Wenn das Laub fällt: Jedes Jahr wieder

Das Laub fällt von den Bäumen und will beseitigt werden. – Halt! – Das Laub will gar nicht beseitigt werden; es würde gerne liegen bleiben, aber es wird ja nicht gefragt! Der Mensch räumt gerne auf.
– Halt! – Da stimmt wieder etwas nicht. Einige Menschen räumen gerne auf, andere stört das herumliegende Laub nicht. Mich stört es auch nicht. Das heißt, es stört mich doch an manchen Stellen! Ich mag es nicht, wenn vor der Hintertür ein Blätterhaufen zusammengeweht ist, und der Rasen soll bitteschön auch Laub-frei sein. Zwischen den Beeten und Büschen und unter den Bäumen darf es ruhig liegenblieben. Und irgendwie ist das Laubharken die letzte Arbeit im Garten, alles andere ist winterfertig vorbereitet; wenn ich mit dem Laub fertig bin, geht’s von draußen nach drinnen, ins nachdenkliche, innere, gemütliche und auch faule Leben. Es kommt die dunkle Zeit, so wird sie genannt. Wir können sie uns hell machen oder auch nicht, es liegt an Jedem selbst. Es kann eine sehr schöne Zeit sein!

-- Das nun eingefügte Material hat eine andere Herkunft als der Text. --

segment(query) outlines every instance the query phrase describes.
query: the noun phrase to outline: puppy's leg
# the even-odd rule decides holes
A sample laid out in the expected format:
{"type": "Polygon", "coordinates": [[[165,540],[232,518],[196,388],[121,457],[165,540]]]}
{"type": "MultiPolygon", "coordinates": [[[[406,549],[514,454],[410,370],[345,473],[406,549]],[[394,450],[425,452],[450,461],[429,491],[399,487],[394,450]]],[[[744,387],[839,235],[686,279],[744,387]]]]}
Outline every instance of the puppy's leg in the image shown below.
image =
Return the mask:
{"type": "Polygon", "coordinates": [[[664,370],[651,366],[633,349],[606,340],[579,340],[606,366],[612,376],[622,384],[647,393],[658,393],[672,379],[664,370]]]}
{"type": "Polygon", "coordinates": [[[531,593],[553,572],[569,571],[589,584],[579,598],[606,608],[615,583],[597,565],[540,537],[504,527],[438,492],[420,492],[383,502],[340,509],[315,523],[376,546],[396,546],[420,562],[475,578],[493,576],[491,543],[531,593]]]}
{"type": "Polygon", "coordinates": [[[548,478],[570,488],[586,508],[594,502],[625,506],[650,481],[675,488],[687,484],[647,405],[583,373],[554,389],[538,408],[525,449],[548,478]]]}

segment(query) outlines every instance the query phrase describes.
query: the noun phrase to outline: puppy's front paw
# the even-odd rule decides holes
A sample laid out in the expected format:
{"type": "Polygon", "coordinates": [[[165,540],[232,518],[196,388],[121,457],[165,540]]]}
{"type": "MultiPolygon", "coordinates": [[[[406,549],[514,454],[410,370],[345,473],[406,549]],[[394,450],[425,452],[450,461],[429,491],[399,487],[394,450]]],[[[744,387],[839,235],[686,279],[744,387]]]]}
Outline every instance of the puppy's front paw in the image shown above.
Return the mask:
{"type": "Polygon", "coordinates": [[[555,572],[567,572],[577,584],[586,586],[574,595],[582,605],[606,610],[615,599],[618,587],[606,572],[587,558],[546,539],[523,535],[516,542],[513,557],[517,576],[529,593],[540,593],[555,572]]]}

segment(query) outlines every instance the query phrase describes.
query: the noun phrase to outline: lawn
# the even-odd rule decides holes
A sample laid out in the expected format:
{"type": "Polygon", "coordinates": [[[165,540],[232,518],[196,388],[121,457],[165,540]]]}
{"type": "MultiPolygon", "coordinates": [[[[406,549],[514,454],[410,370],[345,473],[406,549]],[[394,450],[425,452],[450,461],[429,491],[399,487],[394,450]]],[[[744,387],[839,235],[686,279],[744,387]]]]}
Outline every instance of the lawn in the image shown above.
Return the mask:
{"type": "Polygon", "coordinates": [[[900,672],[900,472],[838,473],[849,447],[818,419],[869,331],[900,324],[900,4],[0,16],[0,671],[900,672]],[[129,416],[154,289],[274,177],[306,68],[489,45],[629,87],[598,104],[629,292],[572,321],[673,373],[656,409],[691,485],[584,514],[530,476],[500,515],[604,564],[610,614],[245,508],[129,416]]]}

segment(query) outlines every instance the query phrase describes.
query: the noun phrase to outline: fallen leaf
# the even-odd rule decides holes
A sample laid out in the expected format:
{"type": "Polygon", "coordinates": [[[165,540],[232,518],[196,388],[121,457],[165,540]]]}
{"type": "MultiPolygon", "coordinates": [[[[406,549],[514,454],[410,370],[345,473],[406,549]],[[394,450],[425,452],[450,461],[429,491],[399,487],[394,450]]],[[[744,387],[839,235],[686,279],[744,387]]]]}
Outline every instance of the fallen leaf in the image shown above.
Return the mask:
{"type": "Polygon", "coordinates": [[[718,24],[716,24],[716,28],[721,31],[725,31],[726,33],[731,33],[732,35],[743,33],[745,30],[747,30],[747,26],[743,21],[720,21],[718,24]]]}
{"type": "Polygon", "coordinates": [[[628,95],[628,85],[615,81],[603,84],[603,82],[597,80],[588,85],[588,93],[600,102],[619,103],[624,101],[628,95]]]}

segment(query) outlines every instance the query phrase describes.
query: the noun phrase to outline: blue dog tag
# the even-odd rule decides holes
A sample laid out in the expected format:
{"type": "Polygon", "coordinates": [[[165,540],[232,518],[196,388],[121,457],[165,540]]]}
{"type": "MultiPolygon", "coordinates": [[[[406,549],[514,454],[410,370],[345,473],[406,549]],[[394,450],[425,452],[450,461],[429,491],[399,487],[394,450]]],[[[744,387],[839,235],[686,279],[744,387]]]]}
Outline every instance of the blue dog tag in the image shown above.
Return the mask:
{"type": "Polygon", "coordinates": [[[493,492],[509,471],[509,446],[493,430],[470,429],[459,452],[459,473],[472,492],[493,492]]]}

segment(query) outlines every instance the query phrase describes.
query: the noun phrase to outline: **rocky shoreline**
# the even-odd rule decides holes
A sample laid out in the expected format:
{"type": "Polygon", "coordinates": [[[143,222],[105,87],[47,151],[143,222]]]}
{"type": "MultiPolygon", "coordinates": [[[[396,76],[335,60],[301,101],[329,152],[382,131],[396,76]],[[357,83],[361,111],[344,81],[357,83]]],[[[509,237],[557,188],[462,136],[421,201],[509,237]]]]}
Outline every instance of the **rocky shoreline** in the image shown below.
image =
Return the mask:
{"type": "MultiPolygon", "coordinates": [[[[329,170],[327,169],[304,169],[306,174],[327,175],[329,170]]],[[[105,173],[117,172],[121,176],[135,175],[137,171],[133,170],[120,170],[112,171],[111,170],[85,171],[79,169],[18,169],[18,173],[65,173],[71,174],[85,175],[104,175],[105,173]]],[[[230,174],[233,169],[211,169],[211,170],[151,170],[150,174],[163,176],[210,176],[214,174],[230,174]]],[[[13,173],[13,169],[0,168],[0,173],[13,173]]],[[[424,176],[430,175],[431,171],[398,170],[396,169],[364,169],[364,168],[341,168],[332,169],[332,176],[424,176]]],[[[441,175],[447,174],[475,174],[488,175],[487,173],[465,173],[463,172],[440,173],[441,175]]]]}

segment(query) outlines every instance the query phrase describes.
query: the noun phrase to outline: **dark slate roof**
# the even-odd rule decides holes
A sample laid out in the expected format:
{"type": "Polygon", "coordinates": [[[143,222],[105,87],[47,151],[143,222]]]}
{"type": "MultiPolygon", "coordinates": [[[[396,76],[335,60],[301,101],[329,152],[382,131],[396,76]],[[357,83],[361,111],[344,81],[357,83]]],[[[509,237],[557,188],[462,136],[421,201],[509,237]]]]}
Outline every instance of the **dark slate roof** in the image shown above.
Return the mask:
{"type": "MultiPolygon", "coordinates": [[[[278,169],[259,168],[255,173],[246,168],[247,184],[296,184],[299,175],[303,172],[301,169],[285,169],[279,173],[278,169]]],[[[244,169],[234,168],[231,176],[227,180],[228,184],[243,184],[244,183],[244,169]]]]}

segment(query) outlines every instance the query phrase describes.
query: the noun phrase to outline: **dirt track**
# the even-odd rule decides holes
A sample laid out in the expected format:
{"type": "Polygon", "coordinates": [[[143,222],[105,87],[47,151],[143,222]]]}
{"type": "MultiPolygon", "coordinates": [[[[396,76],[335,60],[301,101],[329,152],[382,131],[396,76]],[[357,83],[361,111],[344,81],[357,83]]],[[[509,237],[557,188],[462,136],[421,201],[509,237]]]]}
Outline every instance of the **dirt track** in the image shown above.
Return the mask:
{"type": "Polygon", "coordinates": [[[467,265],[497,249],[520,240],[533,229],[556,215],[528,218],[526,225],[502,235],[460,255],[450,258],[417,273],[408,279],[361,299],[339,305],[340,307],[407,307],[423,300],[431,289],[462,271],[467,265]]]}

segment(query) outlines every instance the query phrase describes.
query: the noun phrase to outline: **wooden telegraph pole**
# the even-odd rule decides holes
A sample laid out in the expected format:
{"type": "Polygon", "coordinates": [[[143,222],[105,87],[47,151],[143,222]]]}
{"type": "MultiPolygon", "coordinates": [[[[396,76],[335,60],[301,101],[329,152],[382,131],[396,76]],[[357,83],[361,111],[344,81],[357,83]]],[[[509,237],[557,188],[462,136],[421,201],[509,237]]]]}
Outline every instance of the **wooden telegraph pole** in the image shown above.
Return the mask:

Aber vorher gibt es noch einiges zu tun. Das Wetter ist gnädig , es ist schon seit Tagen ein ganz stiller Herbst, neblig, es rührt sich kein Blatt am Baum, nur einzelne segeln von Zeit zu Zeit herab auf den Rasen. Ideal sich an die Arbeit zu machen, es macht Freude . Kein Wind bläst die zusammengeharkten Blätterhaufen auseinander. Die Gedanken laufen so mit mir mit und ich denke an Laub-Begebenheiten. Wie verschieden sind doch die Menschen!
Dienstlich hatte ich mit einer alten Dame zu tun, im Herbst; sie bat mich, ihren kleinen Rasen abzuharken, es wären so viele Blätter dort. Sie stellte mir einen Eimer bereit. Am Ende war der Eimer halb voll Laub. Die Dame bat mich daraufhin: „Door achten lingn noch een poor!“ – es waren vier oder fünf Lindenblätter. Diese noch aufzusammeln. Na gut. Sie konnte es ja nicht mehr. Nun war sie zufrieden.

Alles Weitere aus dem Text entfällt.